Anal Fissures Symptom Duration
Another part of classifying anal fissures is understanding how long symptoms last. Based on the duration of the symptoms, you can get an idea of the severity of your anal fissure. For the most part, an anal fissure can fall either acute or chronic. See the differences between the two down here.
- Acute anal fissures: Usually, these anal fissures are known to look like a fresh tear – similar to a paper cut. These anal fissures don’t lead to anything serious since they heal rather quickly. Most acute anal fissures heal with home treatment after a few days or four to eight weeks. If you were to have an anal fissure, this is probably the best you could hope for regarding a speedy recovery.
- Chronic anal fissures: These anal fissures are the inverse of acute ones. Unlike acute anal fissures, these usually have a deeper tear and may have internal or external fleshy growths. Furthermore, these are the ones that last the longest. An anal fissure is considered chronic when it lasts more than eight weeks.

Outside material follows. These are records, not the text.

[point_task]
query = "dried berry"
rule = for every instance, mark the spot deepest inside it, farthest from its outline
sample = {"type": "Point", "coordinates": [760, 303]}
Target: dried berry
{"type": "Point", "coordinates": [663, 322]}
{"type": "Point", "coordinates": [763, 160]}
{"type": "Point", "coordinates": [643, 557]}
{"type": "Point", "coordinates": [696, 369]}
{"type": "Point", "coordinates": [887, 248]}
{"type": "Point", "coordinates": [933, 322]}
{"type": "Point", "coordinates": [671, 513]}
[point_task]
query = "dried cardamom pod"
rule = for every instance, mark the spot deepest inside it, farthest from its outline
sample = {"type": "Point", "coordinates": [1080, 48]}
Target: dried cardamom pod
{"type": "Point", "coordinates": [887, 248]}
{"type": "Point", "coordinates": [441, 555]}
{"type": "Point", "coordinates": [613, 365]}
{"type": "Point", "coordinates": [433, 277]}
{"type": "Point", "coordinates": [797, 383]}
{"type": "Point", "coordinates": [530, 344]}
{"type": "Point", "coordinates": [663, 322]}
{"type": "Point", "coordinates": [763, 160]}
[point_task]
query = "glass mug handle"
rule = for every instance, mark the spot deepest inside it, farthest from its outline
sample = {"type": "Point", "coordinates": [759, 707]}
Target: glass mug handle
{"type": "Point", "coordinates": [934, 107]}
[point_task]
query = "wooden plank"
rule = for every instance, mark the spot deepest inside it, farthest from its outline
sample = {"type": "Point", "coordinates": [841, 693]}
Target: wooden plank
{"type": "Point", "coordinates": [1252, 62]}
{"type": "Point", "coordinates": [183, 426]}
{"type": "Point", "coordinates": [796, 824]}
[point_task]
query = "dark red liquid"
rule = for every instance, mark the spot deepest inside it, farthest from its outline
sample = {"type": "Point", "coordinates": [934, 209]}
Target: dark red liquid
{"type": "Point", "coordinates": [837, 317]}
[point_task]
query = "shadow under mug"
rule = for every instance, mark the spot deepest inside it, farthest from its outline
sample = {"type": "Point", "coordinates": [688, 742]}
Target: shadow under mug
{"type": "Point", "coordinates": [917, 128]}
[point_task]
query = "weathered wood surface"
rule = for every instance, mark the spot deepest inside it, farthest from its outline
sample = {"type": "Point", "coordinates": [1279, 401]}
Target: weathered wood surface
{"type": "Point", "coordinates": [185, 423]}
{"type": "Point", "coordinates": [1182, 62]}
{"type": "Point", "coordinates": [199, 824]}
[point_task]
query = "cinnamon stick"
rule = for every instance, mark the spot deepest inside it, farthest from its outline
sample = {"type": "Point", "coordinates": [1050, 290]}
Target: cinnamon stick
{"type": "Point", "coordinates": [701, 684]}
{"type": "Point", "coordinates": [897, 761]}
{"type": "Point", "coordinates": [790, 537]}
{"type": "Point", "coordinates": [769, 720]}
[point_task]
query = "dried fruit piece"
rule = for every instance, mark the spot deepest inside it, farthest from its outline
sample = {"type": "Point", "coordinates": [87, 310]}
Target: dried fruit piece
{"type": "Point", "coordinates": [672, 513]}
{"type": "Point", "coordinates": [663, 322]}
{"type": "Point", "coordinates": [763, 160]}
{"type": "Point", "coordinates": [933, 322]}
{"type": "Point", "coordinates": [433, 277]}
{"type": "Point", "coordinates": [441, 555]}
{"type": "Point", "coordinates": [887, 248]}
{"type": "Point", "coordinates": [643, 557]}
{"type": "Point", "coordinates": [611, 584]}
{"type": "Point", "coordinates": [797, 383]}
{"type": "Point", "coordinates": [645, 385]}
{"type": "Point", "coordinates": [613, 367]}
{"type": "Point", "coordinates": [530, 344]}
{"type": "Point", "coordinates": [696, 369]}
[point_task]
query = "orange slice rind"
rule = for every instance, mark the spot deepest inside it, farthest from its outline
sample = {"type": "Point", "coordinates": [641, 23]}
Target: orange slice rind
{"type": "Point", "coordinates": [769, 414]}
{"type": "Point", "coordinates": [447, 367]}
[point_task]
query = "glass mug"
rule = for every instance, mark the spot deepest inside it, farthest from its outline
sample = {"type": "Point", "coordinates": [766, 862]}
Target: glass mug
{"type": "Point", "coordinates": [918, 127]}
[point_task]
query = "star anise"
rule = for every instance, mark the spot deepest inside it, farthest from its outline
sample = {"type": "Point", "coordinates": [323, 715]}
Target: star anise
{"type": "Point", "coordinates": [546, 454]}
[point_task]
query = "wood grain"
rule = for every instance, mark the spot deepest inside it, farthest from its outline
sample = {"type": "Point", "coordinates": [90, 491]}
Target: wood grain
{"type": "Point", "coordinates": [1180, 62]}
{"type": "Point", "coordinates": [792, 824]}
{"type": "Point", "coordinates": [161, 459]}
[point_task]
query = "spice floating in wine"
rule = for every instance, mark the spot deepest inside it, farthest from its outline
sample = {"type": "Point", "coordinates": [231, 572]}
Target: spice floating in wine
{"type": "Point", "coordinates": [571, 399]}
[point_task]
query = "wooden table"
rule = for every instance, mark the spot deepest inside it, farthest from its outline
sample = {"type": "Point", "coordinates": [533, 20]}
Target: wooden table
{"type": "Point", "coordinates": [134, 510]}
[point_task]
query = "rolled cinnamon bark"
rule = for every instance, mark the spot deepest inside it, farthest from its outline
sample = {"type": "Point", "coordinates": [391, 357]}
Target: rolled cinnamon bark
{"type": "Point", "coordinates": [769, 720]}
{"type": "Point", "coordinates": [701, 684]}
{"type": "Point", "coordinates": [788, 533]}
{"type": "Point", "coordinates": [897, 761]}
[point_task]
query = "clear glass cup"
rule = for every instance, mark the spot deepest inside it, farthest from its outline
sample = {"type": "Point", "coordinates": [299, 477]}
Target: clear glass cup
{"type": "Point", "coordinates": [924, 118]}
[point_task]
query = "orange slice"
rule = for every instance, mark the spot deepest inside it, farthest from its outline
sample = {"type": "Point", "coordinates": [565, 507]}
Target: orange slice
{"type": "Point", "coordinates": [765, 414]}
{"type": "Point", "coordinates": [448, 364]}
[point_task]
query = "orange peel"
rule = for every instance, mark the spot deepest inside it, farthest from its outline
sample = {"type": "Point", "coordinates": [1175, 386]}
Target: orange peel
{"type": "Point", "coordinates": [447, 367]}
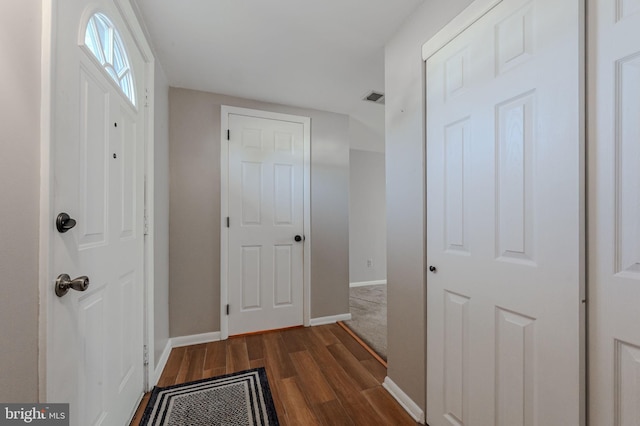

If you’re dealing with an anal fissure for that long, it clearly indicates a more serious case. In this case, getting checked out as soon as possible is important to get appropriate treatment.
Dealing with anal fissures is never great – no matter what type you have. Yet, having these classifications can make it easier for you to understand your type and seek appropriate treatment. Hopefully, this helped to narrow down what anal fissure you might have and make it easier to explain to your doctor about your particular condition.